Il 14 novembre del 1776 Le Brun e Ménageot (64) furono fra i maggiori acquirenti della vendita Verrier (65) nella quale la maggior parte delle opere era fiamminga e olandese. Vi furono molti paesaggi che raggiunsero prezzi elevati (66), ma l’opera che raggiunse la cifra più elevata -1810 livres- fu la Dévideuse di Gerrit Dou (67).
Come vedremo (68) una delle collezioni francesi da cui Elisabeth trasse maggior spunto, sia direttamente che indirettamente, fu la collezione Crozat-Thiers. La raccolta era vastissima e anche se la scuola italiana era quella maggiormente rappresentata, anche le opere fiamminghe e olandesi erano presenti in gran numero e, soprattutto, erano di qualità molto elevata (69). La Vigèe Le Brun poteva aver visitato la collezione dopo la morte di Louis Antoine Crozat, Barone de Thiers (70), mentre si stava preparando la famosa vendita che vide come maggiore acquirente la zarina di Russia. L'esperto che, dietro consiglio di Diderot, doveva occuparsi della valutazione delle opere per Caterina II era Augustin Ménageot (71), padre di quel François Guillame Ménageot che fu più volte accusato di ritoccare le opere di Elisabeth. I due pittori erano buoni amici, François era affittuario di Le Brun e, quando la pittrice si recò a Roma, le dimostrò amicizia e stima professionale (72). Il barone esponeva la sua collezione nella casa parigina di place Vendôme e consentiva spesso l’accesso alle sale a vari artisti e curiosi (73).

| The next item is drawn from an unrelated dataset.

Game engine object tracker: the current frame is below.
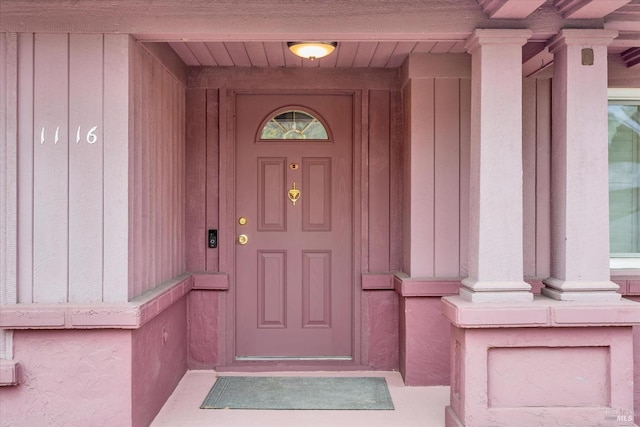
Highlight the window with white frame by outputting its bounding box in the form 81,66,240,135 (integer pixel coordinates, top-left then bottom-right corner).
609,88,640,269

È facile quindi pensare che anche la pittrice avesse avuto il permesso di visitare la raccolta che comprendeva molte opere dei suoi maggiori ispiratori: Rubens, Rembrandt e van Dyck. Anche se successivamente, durante il soggiorno russo, la Vigée Le Brun ebbe occasione di rivedere alcuni di questi quadri nella loro nuova ubicazione, i loro influssi in suoi dipinti precedenti al 1795 sono innegabili (74). Nel  capitolo seguente, si parlerà, fra le altre cose, anche del rapporto fra il ritratto che Elisabeth fece a Caroline Lalive de la Briche (75) del 1787 e la Ragazza appoggiata a un davanzale di Rembrandt presente nella collezione Crozat e della copia che Sir Joshua Reynolds fece del dipinto dell'olandese nel 1781 (76).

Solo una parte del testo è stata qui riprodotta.